P.S.: My wish list from agent harnesses

If you're reading this and you're building (or are planning to build) an agent harness, here are my selfish, unfulfilled wishes:

  • Give us more control over context eviction or at least experiment with it more, so we can keep as little irrelevant context in-flight as possible.

  • Have built-in mechanisms for progressive disclosure of tools so we don't need to hack solutions together ourselves. Goose's new code mode is a very promising example of this. It is possible to do this without breaking prompt caching, for example by pre-registering tools without detailed descriptions, and then injecting the descriptions through some other mechanism later.

  • If you expose a bash shell as a tool for an agent to interact with, please don't include examples in the tool description that use commands that aren't installed. I don't have the GitHub CLI installed in every single development environment I use.

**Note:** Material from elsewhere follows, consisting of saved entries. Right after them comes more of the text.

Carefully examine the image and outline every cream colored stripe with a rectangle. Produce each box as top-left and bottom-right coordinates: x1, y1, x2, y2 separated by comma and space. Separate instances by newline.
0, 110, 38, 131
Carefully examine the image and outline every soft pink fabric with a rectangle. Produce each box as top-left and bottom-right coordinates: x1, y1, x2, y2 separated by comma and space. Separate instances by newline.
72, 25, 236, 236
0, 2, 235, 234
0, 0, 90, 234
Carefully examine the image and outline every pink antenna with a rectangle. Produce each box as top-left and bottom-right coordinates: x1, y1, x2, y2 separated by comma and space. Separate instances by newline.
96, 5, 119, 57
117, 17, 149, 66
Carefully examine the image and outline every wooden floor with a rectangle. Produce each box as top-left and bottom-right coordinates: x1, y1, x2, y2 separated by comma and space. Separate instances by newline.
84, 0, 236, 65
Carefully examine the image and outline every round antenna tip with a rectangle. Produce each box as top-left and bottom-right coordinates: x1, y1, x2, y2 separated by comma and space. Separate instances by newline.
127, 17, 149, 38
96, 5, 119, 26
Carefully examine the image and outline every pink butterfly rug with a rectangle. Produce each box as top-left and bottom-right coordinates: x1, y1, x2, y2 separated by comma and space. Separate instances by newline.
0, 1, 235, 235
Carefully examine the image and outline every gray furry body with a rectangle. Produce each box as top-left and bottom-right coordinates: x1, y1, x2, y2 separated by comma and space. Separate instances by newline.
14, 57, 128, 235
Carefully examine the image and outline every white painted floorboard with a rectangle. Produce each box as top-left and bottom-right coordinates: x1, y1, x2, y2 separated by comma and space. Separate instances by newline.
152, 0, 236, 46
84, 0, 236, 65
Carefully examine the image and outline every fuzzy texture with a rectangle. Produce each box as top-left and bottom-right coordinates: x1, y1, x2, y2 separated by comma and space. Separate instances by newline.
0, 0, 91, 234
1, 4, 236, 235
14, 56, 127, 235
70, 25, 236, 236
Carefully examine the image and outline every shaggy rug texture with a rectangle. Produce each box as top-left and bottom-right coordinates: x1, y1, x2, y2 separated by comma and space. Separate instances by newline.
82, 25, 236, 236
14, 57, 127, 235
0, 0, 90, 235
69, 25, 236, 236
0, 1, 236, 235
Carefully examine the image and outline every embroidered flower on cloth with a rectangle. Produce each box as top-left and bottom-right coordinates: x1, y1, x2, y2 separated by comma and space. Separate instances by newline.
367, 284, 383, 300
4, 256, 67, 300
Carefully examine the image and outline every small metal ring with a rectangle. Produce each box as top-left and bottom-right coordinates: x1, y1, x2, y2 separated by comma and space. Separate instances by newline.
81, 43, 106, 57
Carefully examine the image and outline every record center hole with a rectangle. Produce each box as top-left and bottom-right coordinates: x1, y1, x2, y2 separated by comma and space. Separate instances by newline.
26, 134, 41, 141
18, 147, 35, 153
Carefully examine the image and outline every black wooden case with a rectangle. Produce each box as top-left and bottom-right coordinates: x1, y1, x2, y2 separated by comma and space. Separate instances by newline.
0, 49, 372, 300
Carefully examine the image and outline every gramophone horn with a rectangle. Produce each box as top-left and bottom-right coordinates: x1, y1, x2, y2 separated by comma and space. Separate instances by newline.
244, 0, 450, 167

P.P.S.: Spec-driven development

The problems I've outlined are things that at least part of the industry seems to have recognized, for example how Amazon's Kiro IDE focuses on spec-driven development rather than vibe coding:

Developing with specs keeps the fun of vibe coding, but fixes some of its limitations: vibe coding can require too much guidance on complex tasks or when building on top of large codebases, and it can misinterpret context. When implementing a task with vibe coding, it’s difficult to keep track of all the decisions that were made along the way, and document them for your team. By using specs, Kiro works alongside you to define requirements, system design, and tasks to be implemented before writing any code. This approach explicitly documents the reasoning and implementation decisions, so Kiro can implement more complex tasks in fewer shots.

While I believe spec-driven development holds promise, I also believe that Kiro's approach to it is a somewhat lazy solution to the problems I've outlined. I bring it up here to highlight how specifically it chooses to address them. As noted previously, our mental model for coding agent planning should be a series of layered abstractions, from the literal target implementation to the highest-level implementation plan.

Kiro recognizes that many LLMs are unable to correctly build all of these layers of abstraction simultaneously, and so it generates these layers with an explicit workflow: State your intent, let the model generate a requirements document to clarify, generate a high-level design, and then create a step-by-step list of implementation tasks. Only then does it let the model implement each task in a completely clean session. Until recently, it didn't even support compaction.

Kiro does have typical coding agent features, such as Skills Powers and Hooks, but these are supplementary features layered on top of a spec-driven core, not key features developers are expected to use constantly.

I do not consider Kiro's vision of spec-driven development to be an inspiring solution to our problems, but it is a very pragmatic one. An ideal solution might generalize one step further: Return to the monolithic context, but use subagents to isolate extraneous context and encapsulate the spec-driven development lifecycle on behalf of a main agent that simply orchestrates and reviews that flow. Kiro's decision to force each step to be explicit works to its detriment for implementing prototypes and mid-sized features that benefit from some structure, but don't require the ceremony of a low-level task breakdown.